The International Brotherhood of Electrical Workers combined a variety of skilled work categories and work sites drawn from different industries. Its core components were Division A, the electricians who worked mostly in construction sites, and Division Y which covered a mixture of workers in New York’s massive electrical components industry. The world of Division A, which was entered through strict apprenticeship and training programs, was a father-son transmission belt so common to the construction trades and skilled trades.Needless to say its member where nearly completely white through the early 1960s. Division Y was where all the factory workers were organized and even though many of these jobs were highly skilled and high pay, it was where most of the expansion of IBEW took place during the post-war years and where they ended up recruiting most of their Puerto Rican members. By the mid-1960s Puerto Rican membership in IBEW increased and came to include other divisions as a small but growing number of Puerto Ricans gained access to electrician training in the construction industry.
IBEW President Harry Van Arsdale was committed to changing the practices of racial exclusion within the construction division, probably the only labor leader who had anything to do with skilled construction trades who pushed anti-discrimination work. Van Arsdale was also President of the city’s Powerful Central Labor Council and also from there pushed for various reforms including the fight to organize the mob-controlled unions that operated in factories in which so many Puerto Ricans worked.
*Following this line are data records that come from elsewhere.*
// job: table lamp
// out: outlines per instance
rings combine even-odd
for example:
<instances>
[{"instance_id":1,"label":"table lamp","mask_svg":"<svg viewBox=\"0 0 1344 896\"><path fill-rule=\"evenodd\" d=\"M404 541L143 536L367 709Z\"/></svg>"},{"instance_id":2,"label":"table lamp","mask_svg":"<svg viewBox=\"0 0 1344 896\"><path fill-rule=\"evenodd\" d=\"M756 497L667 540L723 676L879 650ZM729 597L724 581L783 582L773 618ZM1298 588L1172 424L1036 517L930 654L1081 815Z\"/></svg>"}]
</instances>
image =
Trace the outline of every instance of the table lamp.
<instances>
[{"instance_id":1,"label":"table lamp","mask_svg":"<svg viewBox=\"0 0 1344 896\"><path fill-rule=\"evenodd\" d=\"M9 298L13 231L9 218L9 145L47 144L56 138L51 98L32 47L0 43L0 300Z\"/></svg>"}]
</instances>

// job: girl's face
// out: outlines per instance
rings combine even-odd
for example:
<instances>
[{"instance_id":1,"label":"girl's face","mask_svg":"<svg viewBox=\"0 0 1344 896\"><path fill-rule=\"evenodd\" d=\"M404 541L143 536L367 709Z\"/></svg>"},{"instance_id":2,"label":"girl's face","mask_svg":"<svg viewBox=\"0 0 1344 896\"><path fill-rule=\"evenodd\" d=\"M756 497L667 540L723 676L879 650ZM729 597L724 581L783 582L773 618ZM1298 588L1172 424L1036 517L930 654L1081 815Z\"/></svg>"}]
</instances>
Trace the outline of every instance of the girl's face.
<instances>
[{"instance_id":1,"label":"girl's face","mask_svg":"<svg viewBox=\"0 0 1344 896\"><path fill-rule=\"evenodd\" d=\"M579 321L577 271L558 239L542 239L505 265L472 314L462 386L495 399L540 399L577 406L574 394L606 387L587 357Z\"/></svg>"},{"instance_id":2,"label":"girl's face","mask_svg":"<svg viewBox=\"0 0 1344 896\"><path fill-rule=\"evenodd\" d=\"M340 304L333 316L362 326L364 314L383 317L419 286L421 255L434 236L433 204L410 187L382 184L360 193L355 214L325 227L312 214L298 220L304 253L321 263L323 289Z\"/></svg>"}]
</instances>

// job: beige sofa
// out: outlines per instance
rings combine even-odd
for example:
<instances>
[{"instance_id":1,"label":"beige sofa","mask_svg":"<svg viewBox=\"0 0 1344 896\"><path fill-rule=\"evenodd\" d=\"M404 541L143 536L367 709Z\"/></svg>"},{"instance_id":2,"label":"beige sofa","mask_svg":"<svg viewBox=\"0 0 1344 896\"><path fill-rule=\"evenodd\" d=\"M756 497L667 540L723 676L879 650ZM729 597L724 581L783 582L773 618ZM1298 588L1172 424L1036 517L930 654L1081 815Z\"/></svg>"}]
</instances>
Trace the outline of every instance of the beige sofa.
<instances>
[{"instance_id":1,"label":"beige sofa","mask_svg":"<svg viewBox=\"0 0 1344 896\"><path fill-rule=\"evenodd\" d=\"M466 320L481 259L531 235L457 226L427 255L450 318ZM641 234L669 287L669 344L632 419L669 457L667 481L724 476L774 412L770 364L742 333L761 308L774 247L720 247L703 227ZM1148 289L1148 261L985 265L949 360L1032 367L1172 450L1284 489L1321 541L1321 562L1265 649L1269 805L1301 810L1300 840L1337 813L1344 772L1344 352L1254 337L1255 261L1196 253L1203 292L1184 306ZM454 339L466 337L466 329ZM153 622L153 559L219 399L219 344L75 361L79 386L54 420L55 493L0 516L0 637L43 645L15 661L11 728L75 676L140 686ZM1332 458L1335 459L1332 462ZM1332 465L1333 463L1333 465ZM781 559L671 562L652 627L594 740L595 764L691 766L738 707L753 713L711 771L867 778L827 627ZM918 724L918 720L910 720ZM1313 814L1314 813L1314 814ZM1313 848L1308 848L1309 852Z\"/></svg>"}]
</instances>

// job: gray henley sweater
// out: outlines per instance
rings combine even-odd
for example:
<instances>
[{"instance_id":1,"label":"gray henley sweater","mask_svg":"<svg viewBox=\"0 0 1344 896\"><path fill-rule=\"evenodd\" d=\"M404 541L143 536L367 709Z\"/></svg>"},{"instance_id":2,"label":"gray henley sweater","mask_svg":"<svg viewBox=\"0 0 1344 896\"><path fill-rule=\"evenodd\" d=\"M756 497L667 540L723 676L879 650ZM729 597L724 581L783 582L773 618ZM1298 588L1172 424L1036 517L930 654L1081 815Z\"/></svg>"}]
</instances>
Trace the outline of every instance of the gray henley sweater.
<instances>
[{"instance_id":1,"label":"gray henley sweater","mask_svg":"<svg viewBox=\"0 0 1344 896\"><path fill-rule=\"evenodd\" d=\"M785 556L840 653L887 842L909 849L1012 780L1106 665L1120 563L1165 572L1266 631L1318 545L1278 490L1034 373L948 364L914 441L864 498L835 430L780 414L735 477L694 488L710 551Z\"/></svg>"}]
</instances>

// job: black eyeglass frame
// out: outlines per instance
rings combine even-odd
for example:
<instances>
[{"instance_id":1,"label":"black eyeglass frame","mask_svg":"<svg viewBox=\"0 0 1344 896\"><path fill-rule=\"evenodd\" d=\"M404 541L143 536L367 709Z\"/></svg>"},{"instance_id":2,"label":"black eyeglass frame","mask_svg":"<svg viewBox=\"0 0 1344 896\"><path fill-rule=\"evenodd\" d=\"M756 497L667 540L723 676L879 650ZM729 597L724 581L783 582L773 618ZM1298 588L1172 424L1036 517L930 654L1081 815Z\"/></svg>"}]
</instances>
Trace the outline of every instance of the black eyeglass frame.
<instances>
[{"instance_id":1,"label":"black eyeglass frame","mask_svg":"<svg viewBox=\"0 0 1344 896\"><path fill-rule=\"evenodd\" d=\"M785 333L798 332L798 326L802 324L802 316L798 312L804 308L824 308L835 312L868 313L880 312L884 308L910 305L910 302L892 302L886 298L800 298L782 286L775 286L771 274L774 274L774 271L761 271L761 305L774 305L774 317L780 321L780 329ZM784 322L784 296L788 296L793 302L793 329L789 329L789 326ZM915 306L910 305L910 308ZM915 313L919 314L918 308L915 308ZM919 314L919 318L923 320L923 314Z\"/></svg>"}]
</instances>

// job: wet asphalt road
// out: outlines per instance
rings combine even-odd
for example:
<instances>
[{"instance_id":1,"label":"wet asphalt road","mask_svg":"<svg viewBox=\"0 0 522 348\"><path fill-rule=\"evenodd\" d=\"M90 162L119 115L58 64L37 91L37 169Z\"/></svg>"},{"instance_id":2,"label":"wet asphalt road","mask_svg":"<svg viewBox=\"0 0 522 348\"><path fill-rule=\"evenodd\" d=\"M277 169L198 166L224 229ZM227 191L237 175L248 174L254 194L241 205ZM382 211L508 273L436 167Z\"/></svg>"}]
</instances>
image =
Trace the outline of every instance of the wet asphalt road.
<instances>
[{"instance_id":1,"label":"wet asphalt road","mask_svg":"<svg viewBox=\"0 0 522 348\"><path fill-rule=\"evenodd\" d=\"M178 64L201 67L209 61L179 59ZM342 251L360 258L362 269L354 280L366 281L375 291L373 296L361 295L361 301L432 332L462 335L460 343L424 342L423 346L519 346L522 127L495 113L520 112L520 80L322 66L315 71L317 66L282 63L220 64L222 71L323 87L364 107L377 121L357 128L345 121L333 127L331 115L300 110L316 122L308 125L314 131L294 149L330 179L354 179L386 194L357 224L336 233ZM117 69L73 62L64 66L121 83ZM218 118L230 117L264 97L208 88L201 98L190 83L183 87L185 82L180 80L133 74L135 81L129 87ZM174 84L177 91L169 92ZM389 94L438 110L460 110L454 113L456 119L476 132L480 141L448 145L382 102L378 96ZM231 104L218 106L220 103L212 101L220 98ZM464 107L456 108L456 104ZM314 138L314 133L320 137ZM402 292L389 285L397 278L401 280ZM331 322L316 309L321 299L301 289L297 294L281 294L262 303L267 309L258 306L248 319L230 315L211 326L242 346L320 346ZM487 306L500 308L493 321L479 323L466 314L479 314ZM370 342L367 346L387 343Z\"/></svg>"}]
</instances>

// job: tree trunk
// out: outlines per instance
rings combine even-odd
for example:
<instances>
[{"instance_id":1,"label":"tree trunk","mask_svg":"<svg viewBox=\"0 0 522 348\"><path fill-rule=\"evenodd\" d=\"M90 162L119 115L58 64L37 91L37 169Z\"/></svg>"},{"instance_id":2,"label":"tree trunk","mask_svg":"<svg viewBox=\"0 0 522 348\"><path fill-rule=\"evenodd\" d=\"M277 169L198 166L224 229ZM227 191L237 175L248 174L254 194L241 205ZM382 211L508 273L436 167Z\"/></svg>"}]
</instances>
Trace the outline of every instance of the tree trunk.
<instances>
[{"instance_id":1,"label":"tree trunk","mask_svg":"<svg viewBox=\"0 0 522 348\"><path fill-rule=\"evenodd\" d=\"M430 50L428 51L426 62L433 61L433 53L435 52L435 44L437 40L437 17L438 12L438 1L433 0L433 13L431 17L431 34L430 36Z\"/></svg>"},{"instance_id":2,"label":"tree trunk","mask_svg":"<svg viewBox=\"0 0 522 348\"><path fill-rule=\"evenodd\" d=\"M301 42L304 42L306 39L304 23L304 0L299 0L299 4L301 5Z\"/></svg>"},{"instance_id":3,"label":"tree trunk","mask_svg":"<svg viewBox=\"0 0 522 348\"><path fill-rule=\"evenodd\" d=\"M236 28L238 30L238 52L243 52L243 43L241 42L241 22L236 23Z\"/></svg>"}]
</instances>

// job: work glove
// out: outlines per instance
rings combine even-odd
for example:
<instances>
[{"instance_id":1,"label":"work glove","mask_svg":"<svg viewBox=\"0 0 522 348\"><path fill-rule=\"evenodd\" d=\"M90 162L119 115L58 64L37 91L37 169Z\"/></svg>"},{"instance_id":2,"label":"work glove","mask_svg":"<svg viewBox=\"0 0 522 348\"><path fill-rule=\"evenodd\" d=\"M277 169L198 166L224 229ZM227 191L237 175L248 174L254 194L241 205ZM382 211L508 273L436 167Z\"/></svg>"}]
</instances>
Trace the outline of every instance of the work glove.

By the late 1950s IBEW had trained hundreds of Puerto Rican and other Latino low-level plant leaders and business managers. Some of these leaders would go on to become civil rights and labor leaders both within IBEW and in many other organizations inside and outside the Puerto Rican community The Santiago Iglesias Society organized in 1957 by Puerto Ricans within the IBEW was not the first Spanish speaking organization within a major industrial union, but it was the most successful, autonomous and long-lasting, with a familiar presence in the yearly Puerto Rican parade. By the mid-1960s 20% of IBEW Local 3 IBEW members were Puerto Ricans (about 6000 Puerto Rican members). Local 3 played a critical role in promoting young Puerto Ricans as construction electricians and helping move workers to higher-pay categories within the factories. It also offered courses, services and cultural events to its members.